For most students, a free 2013 Chevy Malibu might sound like reason to celebrate; for UT's EcoCAR2 team, however, it's just something to dismantle in the basement of Dougherty.
As part of their senior project, the group of engineers is competing in EcoCAR2, a three-year-long advanced vehicle technology competition sponsored by the Department of Energy and General Motors.
"In the first year you design the vehicle, and in the second year you build the vehicle," said Katelynn Routh, the communication manager on the project. "The third year is about refining it."
Routh, a senior in communications and political science, said the team is currently in year two and has already begun dismantling the Malibu, which was donated by General Motors. They plan to implement the designs of last year's team, creating a series-parallel plug-in hybrid electric vehicle that will run on electricity and E85, a blend of ethanol and gasoline.
The team members change from year to year, as each class of seniors works on either design, implementation or revision. Although working on the EcoCAR2 project may not mean seeing it through to the final product, Routh said that the experience is an important career step.
"A big factor of it is to train these engineers," she said. "The way that the competition is modeled is actually off of General Motors vehicle design program. (The engineers) design, build and revise the cars; that's exactly how General Motors does it. So a lot of the engineers are hired by General Motors."
John Utley was one of those hires after his work on the team last year. While currently pursuing his master's in science and mechanical engineering, he serves as the EcoCAR2 team leader and graduate research assistant. After this summer, he will begin his work on hybrid battery applications in General Motors' Global Battery Systems Laboratory.
Utley said that the change from year to year poses unique challenges to UT's team.
"It is difficult having to deal with the turnover from year to year," he said. "Some teams aren't structured the way that we are, but we like to limit the outsiders who just look on. So by setting it up to have the senior design group only work on it, it provides all hands on deck."
He described a boot camp process where the new batch of seniors read through all the reports from the previous year during the first week of the fall semester.
"We had 600 pages worth of documentation of all the work that we did last year, on top of all the computer models and simulations that we had performed and developed," Utley said. "It's a difficult process."

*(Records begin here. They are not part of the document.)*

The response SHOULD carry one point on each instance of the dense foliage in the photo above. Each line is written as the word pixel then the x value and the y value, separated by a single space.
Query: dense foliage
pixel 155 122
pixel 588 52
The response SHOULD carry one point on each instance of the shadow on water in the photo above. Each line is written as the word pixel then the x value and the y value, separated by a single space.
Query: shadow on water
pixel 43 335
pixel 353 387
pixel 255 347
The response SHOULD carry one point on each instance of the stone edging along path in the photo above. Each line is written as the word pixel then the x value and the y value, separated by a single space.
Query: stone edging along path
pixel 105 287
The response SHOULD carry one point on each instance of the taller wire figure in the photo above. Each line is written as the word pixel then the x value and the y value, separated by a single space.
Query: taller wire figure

Despite the difficulties, UT has performed well in similar competitions, winning the 1989 Methanol Marathon, the 1990 Methanol Challenge, the 1991 Natural Gas Challenge and the 1995 Hybrid Electric Vehicle (HEV) Challenge. Scattered among the overall victories are various 1st place finishes in specific events like dynamic handling, towing and acceleration.
"We placed 6th overall in year one of EcoCAR2. Our mechanical team's presentation got 2nd place at the Year 1 Competition," Utley said.
The highly competitive field features 15 universities, including Mississippi State University, The Ohio State University and Virginia Tech. The best design will win grant money and an award, as well as potentially influence future car designs. Routh said that car companies sometimes do take factors from the design and implement them in their own products.
The team works out of the basement of the Dougherty Engineering building, which is outfitted with a vehicle lift. They also have an offsite dynamometer off White Avenue, allowing them to simulate vehicular driving inside the lab and take measurements.
Utley predicted a completed final product by the May deadline but admitted likely obstacles.
"There will undoubtedly be some late nights and some unforeseen challenges that will pop up here and there," he said. "We have a great group of sponsors for the competition and faculty advisers who have been through this time and time again. Having their expertise available to us really is a great advantage for our team."
For those interested in applying for next year's team, there is an information session this afternoon at 5:30 p.m. in Room 225 of the University Center. Utley recommended it for engineers and business students alike.
"Eco-Cars really provides a great opportunity for all of these students to get their foot in the door of the automotive engineering field," Utley said. "And not only for the engineers, but for the communications students and the business (students), it gives them a great, real-world environment and project with deliverables and high expectations."